The FDR admin had 90% support in the House and Senate. He wasn't authoritarian, he was operating with the clearest mandate America had until Reagan (not that I agree with the mandate Reagan was handed and followed through on)
The reason he was able to threaten the Supreme Court with packing is that it was a credible threat.
The working class abandoned democrats, not the other way around, when LBJ decided that the Civil Rights Act was a good thing, and got bipartisan support for it. Several prominent (terrible human beings) Dixiecrats screamed about "Democrat authoritarianism" for (checks notes) forcing southern states to stop being racist as fuck, and the south has been thoroughly republican voters since. Don't worry though, Strom Thurmund insists he wasn't a racist, he is just against being forced to allow black people to get the same legal treatment as white people.
A bunch of racists aren't willing to support welfare and public investment if black people get it. How do you form a coalition between them and black people?

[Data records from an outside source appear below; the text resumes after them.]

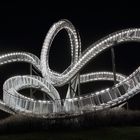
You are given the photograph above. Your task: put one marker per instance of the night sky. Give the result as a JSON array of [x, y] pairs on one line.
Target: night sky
[[23, 28]]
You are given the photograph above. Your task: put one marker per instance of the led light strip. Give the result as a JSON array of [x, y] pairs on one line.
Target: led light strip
[[14, 102]]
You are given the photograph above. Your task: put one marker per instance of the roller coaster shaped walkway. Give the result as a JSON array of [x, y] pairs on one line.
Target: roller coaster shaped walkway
[[74, 104]]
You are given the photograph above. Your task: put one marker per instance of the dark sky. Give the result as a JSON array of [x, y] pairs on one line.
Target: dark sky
[[23, 27]]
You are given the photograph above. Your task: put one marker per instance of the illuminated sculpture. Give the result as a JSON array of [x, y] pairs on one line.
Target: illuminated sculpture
[[13, 102]]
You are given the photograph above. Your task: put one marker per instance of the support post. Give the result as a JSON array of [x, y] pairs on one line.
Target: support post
[[113, 64], [31, 92]]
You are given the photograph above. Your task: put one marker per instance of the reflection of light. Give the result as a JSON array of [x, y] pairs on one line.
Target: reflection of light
[[73, 104]]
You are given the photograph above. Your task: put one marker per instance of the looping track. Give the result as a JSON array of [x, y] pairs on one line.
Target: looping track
[[13, 102]]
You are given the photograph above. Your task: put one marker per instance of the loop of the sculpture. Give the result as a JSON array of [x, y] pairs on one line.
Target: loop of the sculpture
[[54, 77], [126, 88]]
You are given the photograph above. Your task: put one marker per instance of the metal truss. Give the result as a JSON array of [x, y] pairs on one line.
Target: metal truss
[[74, 103]]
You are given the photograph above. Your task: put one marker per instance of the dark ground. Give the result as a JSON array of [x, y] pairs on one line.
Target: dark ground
[[114, 124]]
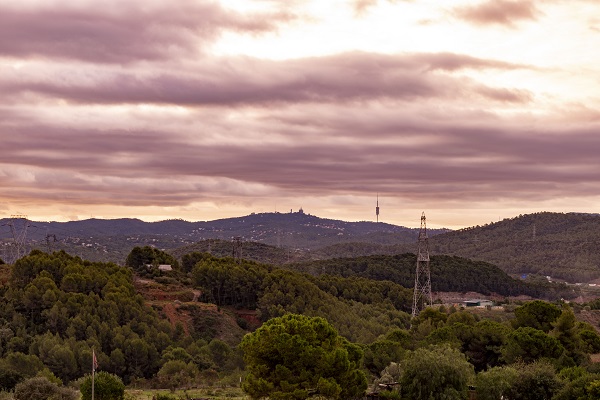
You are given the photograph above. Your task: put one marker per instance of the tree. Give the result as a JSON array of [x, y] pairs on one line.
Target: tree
[[536, 314], [535, 381], [496, 383], [529, 344], [295, 356], [435, 373], [106, 387]]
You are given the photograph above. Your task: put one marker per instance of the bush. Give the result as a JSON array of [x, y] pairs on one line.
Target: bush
[[106, 387], [40, 388]]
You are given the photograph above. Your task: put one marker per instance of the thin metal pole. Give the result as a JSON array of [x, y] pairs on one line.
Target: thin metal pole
[[93, 371]]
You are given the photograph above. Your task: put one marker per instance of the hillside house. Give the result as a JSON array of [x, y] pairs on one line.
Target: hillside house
[[478, 303]]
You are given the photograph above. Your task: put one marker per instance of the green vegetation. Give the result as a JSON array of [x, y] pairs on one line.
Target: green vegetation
[[563, 246], [106, 387], [296, 357], [344, 322]]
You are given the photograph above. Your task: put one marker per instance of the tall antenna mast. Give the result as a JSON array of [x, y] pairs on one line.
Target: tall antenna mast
[[422, 295], [237, 249]]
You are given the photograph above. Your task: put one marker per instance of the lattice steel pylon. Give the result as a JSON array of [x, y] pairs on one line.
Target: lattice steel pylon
[[422, 294], [18, 226]]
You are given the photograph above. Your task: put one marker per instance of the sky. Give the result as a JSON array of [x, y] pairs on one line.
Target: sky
[[469, 111]]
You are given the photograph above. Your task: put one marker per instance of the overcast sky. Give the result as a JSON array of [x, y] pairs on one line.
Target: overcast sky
[[472, 111]]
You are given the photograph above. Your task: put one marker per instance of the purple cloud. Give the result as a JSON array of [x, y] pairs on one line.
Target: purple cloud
[[501, 12], [123, 32]]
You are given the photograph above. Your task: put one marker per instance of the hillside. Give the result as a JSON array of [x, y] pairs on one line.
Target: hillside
[[111, 240], [563, 246]]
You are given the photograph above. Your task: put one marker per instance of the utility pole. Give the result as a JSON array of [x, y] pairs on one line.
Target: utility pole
[[422, 294]]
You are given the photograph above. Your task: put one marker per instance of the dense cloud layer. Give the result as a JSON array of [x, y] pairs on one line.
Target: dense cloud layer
[[128, 105]]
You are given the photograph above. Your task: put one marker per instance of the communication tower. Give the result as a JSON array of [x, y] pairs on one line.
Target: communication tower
[[50, 239], [237, 249], [422, 294], [18, 226]]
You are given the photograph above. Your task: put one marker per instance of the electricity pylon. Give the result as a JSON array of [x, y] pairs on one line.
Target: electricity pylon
[[18, 226], [422, 294]]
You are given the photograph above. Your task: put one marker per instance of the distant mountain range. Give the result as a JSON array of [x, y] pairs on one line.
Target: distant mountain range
[[112, 240], [562, 246]]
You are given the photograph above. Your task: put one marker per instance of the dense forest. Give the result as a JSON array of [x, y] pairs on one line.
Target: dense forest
[[57, 309]]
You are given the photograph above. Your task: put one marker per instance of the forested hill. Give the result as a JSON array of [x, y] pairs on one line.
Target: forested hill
[[111, 240], [448, 274], [563, 246]]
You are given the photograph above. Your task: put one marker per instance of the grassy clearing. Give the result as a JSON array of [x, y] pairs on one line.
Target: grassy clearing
[[204, 393]]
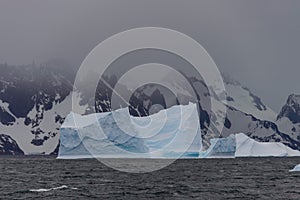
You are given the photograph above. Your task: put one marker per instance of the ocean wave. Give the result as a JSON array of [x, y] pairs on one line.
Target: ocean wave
[[50, 189]]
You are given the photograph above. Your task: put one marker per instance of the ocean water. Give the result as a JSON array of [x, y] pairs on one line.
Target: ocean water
[[242, 178]]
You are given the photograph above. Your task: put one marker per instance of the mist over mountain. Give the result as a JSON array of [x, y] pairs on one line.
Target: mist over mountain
[[35, 100]]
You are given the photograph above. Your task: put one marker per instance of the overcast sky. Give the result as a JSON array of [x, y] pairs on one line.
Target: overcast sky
[[256, 42]]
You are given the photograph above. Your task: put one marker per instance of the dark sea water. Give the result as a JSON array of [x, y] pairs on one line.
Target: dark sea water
[[247, 178]]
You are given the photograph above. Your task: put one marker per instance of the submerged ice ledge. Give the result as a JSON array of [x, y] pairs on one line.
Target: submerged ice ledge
[[171, 133]]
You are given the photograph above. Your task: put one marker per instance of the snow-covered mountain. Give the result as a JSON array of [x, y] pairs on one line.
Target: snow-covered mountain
[[34, 101], [33, 104], [9, 146]]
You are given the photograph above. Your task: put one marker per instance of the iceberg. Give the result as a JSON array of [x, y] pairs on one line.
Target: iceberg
[[247, 147], [221, 148], [295, 169], [170, 133]]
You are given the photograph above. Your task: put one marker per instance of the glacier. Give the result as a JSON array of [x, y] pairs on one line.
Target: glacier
[[170, 133]]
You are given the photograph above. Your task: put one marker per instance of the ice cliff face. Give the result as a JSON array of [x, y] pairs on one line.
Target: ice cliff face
[[117, 134], [34, 101]]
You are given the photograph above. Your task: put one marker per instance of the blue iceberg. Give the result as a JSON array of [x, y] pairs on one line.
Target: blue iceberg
[[170, 133]]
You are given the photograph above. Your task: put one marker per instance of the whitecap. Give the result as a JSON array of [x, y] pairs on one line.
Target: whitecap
[[50, 189]]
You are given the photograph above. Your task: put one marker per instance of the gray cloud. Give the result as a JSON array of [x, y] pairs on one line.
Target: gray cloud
[[256, 42]]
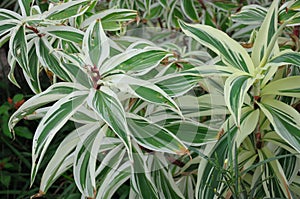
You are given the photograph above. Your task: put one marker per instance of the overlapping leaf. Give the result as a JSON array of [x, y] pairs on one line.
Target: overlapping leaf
[[285, 120], [95, 44], [154, 137], [265, 34], [51, 123], [232, 53], [289, 86], [105, 103]]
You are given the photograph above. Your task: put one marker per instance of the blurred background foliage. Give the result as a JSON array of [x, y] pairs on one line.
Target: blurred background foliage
[[15, 153]]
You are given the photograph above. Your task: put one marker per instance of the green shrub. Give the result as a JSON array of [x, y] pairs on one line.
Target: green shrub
[[202, 118]]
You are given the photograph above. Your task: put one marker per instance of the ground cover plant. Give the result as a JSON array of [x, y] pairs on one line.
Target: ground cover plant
[[163, 102]]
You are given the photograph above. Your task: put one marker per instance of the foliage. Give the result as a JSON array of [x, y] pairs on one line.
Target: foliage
[[206, 118]]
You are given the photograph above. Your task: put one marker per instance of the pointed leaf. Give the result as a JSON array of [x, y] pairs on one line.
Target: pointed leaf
[[51, 123], [86, 154], [19, 48], [285, 120], [106, 104], [50, 59], [236, 87], [55, 166], [153, 136], [231, 52], [53, 93], [289, 86], [265, 34], [95, 44]]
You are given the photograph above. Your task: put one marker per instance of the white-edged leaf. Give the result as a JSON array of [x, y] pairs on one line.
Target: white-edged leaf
[[236, 87], [135, 61], [19, 48], [25, 6], [68, 9], [285, 120], [231, 52], [95, 44], [164, 180], [55, 167], [53, 93], [112, 18], [141, 181], [50, 59], [144, 90], [189, 10], [106, 104], [66, 33], [248, 125], [154, 137], [265, 34], [192, 133], [289, 86], [85, 158], [51, 123], [285, 57]]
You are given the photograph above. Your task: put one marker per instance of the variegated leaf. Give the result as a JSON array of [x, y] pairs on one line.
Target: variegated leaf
[[67, 10], [265, 34], [55, 118], [285, 120], [85, 158], [53, 93], [154, 137], [95, 44], [135, 61], [236, 87], [231, 52], [57, 165], [50, 59], [106, 104], [289, 86]]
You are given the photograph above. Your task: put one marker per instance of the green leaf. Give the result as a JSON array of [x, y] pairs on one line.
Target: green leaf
[[189, 10], [53, 93], [210, 177], [143, 89], [192, 133], [135, 61], [85, 158], [163, 179], [95, 44], [112, 19], [236, 87], [25, 6], [285, 120], [50, 59], [59, 162], [250, 15], [8, 14], [284, 58], [66, 33], [34, 81], [106, 104], [113, 172], [265, 34], [289, 86], [231, 52], [19, 49], [140, 177], [51, 123], [177, 84], [248, 125], [7, 26], [68, 10], [154, 137]]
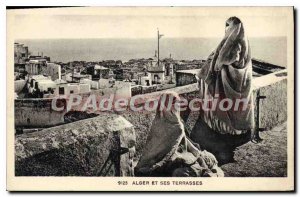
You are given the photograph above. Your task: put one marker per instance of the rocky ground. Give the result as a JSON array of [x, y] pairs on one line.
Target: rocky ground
[[265, 159]]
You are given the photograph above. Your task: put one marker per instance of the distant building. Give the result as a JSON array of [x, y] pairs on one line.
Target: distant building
[[186, 77], [21, 53], [36, 66], [39, 85], [54, 71], [98, 72]]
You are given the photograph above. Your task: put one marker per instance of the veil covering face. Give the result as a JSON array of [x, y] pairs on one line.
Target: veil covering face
[[227, 74], [167, 146]]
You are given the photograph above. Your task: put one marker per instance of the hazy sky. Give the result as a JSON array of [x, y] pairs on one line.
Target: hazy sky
[[129, 23]]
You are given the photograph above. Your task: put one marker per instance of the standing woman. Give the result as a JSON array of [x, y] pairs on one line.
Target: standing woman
[[227, 74]]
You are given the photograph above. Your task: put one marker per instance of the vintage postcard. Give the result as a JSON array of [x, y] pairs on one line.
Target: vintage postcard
[[150, 99]]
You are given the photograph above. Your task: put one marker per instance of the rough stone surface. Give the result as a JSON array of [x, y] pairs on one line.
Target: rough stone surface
[[265, 159], [76, 149]]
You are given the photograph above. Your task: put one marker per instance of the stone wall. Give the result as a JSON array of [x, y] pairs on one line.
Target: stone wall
[[78, 149], [273, 109]]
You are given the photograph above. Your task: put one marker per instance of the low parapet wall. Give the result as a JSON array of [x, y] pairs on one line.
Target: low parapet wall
[[91, 147]]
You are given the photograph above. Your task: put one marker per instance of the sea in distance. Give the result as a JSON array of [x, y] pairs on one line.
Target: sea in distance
[[269, 49]]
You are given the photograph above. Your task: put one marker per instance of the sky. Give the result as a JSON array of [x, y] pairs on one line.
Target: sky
[[141, 23]]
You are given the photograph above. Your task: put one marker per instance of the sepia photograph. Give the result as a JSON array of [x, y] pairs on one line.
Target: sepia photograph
[[150, 99]]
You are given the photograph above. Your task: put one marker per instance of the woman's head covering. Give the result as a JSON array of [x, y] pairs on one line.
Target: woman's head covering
[[228, 74]]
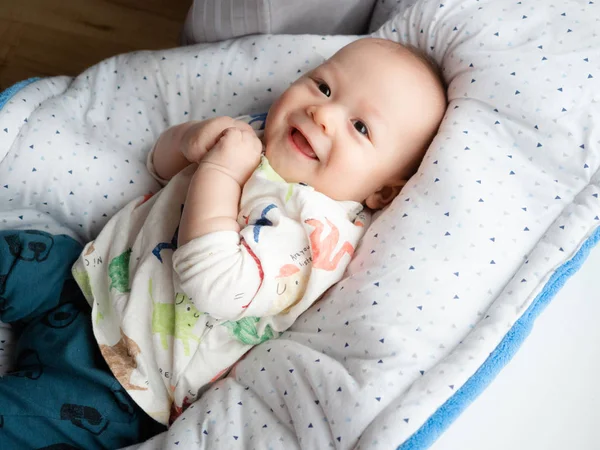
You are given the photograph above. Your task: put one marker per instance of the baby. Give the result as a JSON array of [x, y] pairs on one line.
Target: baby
[[247, 234]]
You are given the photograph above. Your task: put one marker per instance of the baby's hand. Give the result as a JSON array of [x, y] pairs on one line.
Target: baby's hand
[[200, 137], [237, 153]]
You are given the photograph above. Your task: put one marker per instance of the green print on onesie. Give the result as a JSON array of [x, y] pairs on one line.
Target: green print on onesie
[[118, 271], [175, 319], [244, 330]]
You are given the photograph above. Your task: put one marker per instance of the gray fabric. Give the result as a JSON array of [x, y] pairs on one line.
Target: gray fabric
[[216, 20]]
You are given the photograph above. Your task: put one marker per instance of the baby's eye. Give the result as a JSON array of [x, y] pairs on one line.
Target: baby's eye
[[361, 127], [324, 88]]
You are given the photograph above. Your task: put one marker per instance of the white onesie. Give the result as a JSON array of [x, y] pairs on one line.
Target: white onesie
[[169, 320]]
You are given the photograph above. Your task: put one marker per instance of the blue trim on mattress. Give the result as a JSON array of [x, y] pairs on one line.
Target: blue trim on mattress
[[425, 436], [7, 94]]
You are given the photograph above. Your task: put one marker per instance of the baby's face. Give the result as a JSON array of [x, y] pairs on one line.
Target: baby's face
[[354, 124]]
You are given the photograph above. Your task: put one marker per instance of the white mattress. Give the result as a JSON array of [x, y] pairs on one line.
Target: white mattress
[[547, 397]]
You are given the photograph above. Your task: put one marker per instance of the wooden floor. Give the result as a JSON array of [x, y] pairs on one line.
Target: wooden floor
[[63, 37]]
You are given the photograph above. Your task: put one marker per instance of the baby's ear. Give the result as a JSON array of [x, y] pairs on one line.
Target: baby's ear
[[384, 196]]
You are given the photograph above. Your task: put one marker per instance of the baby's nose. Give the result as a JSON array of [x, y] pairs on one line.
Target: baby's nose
[[325, 116]]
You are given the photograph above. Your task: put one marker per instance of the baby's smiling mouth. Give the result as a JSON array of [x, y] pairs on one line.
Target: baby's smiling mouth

These same assholes want to go back to the 50s because it was very good for white male americans, and they do not care about the rest.
FDR had this support because Americans rallied behind the New Deal because 1 out of every 5 Americans was jobless. That's the pain it took before America was willing to do socialism-lite.
If you want democrat policy, you need to elect them. Simple as.
> The FDR admin had 90% support in the House and Senate.
FDR directly embedded his staff in Congress and told them what they were going to do, and vigorously attacked anyone who got in the way of his agenda by any means necessary, including using the FBI and IRS against them, denying them federal funds, etc. He also was very effective at bullying the press - look at what went on with radio licenses. He even (via the Black Committee and FCC) conducted mass surveillance on his political enemies.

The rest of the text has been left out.